Print

Print


Hello,

I had this problem when I tried the "existing farm" method a while ago. I
didn't manage to solve it before I went on holiday, and I haven't had time
to go back to it since then, but I'll tell you what I did find out in my
case, just in case it helps.

I did install globus-url-copy on the WN (I also tried the ssh composite
route but couldn't make it work). The globus-url-copy process sat there
for a long time retrying several times before giving up and resulting in
the "Failure while executing jobwrapper" message.

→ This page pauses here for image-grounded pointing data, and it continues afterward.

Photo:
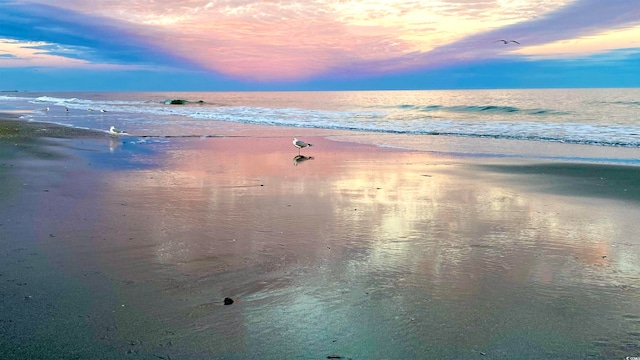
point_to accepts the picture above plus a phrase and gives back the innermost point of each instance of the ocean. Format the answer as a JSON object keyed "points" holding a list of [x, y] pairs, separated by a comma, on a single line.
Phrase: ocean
{"points": [[607, 121]]}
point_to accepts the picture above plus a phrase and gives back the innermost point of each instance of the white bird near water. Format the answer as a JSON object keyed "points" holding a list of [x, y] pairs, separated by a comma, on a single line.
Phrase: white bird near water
{"points": [[116, 132], [300, 144]]}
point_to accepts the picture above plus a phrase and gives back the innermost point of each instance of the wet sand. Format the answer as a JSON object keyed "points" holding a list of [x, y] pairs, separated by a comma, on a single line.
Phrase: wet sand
{"points": [[127, 248]]}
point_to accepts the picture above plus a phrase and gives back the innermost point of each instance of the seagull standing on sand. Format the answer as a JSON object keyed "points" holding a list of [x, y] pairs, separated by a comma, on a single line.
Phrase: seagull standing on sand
{"points": [[116, 132], [300, 144]]}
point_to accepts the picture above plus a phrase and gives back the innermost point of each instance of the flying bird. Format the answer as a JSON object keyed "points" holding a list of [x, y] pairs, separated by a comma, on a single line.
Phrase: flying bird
{"points": [[115, 132], [300, 144]]}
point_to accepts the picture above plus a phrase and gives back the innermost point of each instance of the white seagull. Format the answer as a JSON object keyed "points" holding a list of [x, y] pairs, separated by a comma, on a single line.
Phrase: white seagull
{"points": [[300, 144], [116, 132]]}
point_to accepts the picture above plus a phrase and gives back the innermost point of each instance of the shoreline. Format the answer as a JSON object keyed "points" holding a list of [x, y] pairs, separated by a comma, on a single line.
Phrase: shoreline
{"points": [[130, 249]]}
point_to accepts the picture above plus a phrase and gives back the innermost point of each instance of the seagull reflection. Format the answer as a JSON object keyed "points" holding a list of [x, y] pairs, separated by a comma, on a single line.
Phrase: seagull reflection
{"points": [[301, 158], [114, 143]]}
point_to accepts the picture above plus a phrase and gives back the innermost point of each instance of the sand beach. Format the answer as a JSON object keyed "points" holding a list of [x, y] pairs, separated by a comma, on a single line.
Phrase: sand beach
{"points": [[117, 249]]}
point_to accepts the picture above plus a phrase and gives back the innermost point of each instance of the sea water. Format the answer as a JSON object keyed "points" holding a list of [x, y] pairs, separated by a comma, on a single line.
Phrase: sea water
{"points": [[418, 120]]}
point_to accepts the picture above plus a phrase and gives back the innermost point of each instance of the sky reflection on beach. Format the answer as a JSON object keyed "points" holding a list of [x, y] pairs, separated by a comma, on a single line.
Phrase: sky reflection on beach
{"points": [[374, 253]]}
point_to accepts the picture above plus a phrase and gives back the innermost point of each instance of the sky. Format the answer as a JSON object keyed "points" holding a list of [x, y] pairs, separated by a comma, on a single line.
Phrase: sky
{"points": [[259, 45]]}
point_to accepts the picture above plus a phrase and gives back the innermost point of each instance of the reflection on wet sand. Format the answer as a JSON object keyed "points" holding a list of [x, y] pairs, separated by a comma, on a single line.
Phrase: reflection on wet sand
{"points": [[362, 249]]}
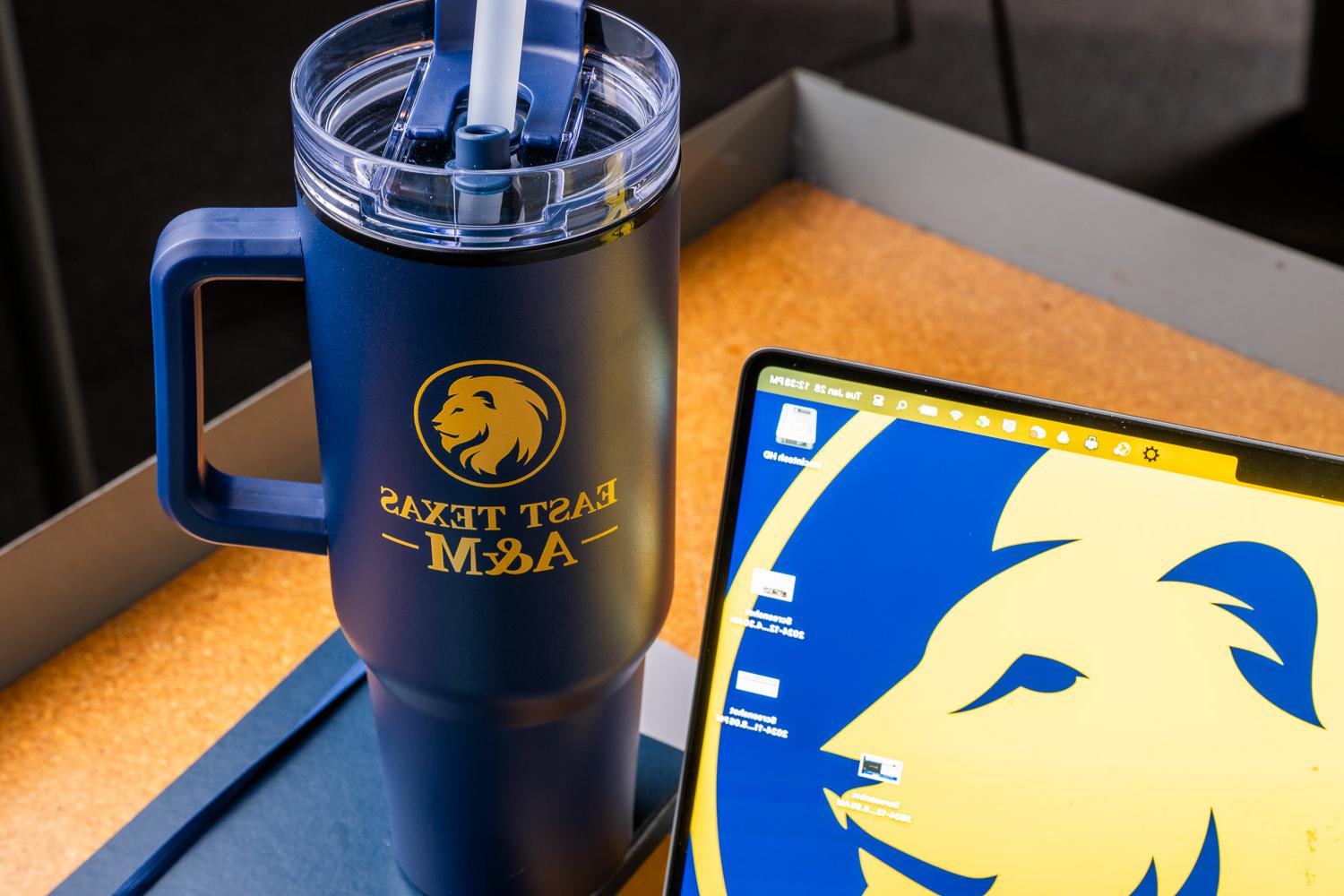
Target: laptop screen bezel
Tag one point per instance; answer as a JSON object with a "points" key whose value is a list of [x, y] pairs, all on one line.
{"points": [[1263, 463]]}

One odd thing I noticed was that the globus-url-copy process was owned by
user "3000", not "gridpp000", according to "ps", even though I had added
the pool accounts from the CE to /etc/passwd and /etc/shadow on the WN.
Do you see anything similar, and/or does anyone know why this might be,
and if it could be relevant to the problem?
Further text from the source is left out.